Unions, storage, ABI's

K

Koen

Hi!

Does anyone know what the standard says about the way unions are
stored in C? I mean the following:

Let's say you have a union with a double and a char field:

union MyUnion_t
{
double Double;
char Char;
};

MyUnion_t aUnion;

Is it standardized somehow which byte of the allocated storage the
Char field will use?

And a related question: if you dump unions in binary form to a file,
and then reload them from the file on a different platform, or with a
program compiled by a different compiler, are you guaranteed to get
back what you stored? (I think not, but I'm not sure)

And another point: if you use the same union across different ABI's,
will that work without problems? For example: if you get a pointer to
such a union from a library compiled by a specific compiler, and then
use it in another module compiled with a different compiler, will
aUnion.Char work as expected?

Someone on the comp.std.c group found this:
C99 6.7.2.1p14 says:

The size of a union is sufficient to contain the largest of its
members. The value of at most one of the members can be stored in
a union object at any time. A pointer to a union object, suitably
converted, points to each of its members (or if a member is a bit-
field, then to the unit in which it resides), and vice versa.

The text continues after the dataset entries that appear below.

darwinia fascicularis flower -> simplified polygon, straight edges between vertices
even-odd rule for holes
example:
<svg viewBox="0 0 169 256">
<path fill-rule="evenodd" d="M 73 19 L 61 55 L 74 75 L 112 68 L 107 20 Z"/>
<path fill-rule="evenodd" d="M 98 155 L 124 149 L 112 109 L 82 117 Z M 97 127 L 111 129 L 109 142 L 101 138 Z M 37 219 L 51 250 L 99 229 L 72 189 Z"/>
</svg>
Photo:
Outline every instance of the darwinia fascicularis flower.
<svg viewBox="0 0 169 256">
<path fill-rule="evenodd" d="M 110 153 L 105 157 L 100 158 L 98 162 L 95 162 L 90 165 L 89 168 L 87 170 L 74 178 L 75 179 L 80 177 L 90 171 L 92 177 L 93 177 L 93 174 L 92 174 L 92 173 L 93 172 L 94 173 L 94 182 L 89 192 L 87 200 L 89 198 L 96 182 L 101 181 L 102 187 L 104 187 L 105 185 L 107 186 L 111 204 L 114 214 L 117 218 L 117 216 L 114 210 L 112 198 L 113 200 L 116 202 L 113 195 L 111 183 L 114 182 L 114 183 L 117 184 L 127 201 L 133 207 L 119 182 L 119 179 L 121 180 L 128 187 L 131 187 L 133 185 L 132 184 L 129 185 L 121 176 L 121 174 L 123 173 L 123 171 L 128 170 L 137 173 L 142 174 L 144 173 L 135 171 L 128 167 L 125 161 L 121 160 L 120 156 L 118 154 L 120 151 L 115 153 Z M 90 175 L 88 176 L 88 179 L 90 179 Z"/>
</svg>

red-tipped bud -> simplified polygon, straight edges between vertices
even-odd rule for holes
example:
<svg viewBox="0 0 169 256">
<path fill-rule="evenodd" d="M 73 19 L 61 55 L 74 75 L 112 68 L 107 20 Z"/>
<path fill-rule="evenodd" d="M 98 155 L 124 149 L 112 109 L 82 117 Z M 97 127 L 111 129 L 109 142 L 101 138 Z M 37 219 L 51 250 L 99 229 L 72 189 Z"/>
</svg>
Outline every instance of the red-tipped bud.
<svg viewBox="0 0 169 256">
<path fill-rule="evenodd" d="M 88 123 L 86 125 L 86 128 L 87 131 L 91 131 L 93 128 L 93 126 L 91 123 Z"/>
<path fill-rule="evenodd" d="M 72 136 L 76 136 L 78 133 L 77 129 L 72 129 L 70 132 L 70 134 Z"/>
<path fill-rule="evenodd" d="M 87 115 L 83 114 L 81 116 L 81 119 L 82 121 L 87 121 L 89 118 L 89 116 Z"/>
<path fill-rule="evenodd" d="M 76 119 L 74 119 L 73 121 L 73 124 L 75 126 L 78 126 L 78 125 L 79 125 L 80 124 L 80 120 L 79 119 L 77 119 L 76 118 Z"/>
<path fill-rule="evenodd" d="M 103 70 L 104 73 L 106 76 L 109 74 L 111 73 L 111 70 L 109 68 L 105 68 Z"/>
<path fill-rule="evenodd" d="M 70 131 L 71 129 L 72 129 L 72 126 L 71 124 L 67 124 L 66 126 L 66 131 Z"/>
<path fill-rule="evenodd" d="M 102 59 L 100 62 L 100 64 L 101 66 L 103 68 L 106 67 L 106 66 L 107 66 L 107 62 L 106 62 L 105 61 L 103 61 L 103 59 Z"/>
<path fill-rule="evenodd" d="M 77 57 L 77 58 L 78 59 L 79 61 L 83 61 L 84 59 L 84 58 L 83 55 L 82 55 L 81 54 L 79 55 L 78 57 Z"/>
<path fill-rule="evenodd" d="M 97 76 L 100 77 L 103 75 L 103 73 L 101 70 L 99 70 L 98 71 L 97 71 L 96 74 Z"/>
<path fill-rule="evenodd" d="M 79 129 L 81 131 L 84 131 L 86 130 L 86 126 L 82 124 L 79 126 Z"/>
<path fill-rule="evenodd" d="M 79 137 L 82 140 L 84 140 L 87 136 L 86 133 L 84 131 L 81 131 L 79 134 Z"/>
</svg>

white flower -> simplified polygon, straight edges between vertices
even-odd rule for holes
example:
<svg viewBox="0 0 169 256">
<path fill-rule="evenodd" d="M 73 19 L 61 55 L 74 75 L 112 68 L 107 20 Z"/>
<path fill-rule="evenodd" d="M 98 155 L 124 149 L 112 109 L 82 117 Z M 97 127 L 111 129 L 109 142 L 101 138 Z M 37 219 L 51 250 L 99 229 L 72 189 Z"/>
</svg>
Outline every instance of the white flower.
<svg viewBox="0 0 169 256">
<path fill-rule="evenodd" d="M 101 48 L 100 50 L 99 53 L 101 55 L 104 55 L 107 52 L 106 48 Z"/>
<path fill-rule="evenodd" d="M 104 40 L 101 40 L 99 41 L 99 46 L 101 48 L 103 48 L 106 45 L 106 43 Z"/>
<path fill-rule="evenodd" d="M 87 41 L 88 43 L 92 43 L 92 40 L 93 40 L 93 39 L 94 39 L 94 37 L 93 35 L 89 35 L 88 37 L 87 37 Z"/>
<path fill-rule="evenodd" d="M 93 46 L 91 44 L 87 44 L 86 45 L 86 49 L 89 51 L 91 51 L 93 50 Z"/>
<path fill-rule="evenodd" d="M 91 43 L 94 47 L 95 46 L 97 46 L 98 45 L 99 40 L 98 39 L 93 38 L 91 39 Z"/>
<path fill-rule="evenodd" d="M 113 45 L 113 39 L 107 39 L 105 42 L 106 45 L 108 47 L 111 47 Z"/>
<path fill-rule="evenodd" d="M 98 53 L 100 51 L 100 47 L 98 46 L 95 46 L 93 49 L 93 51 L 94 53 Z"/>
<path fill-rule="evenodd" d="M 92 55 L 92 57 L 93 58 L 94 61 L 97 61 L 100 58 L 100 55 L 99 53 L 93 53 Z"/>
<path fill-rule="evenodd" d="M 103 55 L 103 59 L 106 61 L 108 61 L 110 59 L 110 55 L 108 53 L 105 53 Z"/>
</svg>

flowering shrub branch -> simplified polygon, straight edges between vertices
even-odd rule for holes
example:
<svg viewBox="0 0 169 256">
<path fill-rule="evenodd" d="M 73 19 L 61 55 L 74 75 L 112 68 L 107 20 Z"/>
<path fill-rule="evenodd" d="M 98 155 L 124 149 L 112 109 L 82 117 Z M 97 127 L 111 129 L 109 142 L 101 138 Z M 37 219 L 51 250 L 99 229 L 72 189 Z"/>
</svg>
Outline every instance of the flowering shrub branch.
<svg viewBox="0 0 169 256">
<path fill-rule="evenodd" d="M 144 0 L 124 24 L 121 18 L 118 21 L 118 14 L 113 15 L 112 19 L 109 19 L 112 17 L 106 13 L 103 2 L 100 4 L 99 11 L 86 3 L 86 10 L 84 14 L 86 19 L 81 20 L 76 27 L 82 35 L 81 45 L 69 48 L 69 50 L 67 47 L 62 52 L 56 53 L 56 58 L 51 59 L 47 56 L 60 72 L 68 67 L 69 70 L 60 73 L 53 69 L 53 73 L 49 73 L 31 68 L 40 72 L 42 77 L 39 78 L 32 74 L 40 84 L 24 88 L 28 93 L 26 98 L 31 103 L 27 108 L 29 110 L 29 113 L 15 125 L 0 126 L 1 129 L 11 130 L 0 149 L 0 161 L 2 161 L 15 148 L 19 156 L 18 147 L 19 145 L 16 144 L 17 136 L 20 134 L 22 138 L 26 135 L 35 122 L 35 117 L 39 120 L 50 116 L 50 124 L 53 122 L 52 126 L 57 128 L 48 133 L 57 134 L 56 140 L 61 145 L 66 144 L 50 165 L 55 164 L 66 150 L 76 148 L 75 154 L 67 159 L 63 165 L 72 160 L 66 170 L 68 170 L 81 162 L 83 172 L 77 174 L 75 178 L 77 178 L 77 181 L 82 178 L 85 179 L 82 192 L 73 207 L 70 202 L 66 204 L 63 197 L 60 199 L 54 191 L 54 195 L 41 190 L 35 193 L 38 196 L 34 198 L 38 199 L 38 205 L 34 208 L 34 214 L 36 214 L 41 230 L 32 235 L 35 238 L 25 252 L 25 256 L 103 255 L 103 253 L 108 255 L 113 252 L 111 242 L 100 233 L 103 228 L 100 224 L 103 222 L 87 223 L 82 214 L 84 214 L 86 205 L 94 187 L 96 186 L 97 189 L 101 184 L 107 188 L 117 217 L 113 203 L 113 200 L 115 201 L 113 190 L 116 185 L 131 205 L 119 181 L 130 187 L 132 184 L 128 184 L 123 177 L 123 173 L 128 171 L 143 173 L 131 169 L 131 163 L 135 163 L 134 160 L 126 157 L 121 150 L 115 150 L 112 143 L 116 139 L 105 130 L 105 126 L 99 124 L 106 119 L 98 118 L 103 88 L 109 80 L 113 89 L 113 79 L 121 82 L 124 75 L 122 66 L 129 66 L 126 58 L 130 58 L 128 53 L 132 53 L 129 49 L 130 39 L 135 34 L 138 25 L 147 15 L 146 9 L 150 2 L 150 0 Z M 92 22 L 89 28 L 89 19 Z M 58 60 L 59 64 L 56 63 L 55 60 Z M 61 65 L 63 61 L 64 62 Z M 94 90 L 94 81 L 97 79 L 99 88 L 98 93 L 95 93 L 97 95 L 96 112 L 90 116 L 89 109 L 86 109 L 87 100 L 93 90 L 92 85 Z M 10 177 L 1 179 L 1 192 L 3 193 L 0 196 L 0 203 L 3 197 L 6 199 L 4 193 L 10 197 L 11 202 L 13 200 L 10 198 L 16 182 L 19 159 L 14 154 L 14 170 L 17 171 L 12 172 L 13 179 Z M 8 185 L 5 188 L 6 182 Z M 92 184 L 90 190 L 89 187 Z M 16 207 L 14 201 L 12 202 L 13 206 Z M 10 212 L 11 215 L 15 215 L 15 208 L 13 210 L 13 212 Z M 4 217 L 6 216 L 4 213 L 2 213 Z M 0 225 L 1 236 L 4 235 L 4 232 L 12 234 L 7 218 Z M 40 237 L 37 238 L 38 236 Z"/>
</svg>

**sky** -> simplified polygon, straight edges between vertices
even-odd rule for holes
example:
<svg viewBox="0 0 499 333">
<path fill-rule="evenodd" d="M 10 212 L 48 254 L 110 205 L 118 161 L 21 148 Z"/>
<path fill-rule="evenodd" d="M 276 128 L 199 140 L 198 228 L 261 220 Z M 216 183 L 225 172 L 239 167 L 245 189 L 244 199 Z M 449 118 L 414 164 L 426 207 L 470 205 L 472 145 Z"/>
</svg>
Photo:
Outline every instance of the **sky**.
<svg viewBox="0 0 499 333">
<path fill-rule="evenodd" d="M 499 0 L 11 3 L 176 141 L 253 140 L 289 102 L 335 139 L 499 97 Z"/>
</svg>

That doesn't seem to guarantee much does it?
I was hoping to use (*ptr).Char or (*ptr).Double without having to cast
anything. Looks like no more details are specified about whether this is
supposed
to work across different ABI's:

MyUnion_t theUnion;
somelib->getUnion(&theUnion);

where this is in my own program, and somelib is a function table into a
library possibly compiled by another compiler.
Will the libary return a union with the same binary layout as my own
program would do?

Koen
 
I

infobahn

Koen said:
Hi!

Does anyone know what the standard says about the way unions are
stored in C? I mean the following:

Let's say you have a union with a double and a char field:

union MyUnion_t
{
double Double;
char Char;
};

MyUnion_t aUnion;

Is it standardized somehow which byte of the allocated storage the
Char field will use?

&aUnion.Double and &aUnion.Char are equal.
And a related question: if you dump unions in binary form to a file,
and then reload them from the file on a different platform, or with a
program compiled by a different compiler, are you guaranteed to get
back what you stored? (I think not, but I'm not sure)

You're right; you're not.
 
K

Keith Thompson

Koen said:
Does anyone know what the standard says about the way unions are
stored in C? I mean the following:

Let's say you have a union with a double and a char field:

union MyUnion_t
{
double Double;
char Char;
};

MyUnion_t aUnion;

Is it standardized somehow which byte of the allocated storage the
Char field will use? [...]

I was hoping to use (*ptr).Char or (*ptr).Double without having to cast
anything. Looks like no more details are specified about whether this is
supposed
to work across different ABI's:

MyUnion_t theUnion;
somelib->getUnion(&theUnion);

where this is in my own program, and somelib is a function table into a
library possibly compiled by another compiler.
Will the libary return a union with the same binary layout as my own
program would do?

Of course you can use (*ptr).Char or (*ptr).Double to refer to the
corresponding members (or, more idiomatically, ptr->Char or
ptr->Double). Casting would be neither necessary nor useful, since
the expression is already of the correct type. If theUnion contains
valid data, you can access it; if it doesn't, casting won't help.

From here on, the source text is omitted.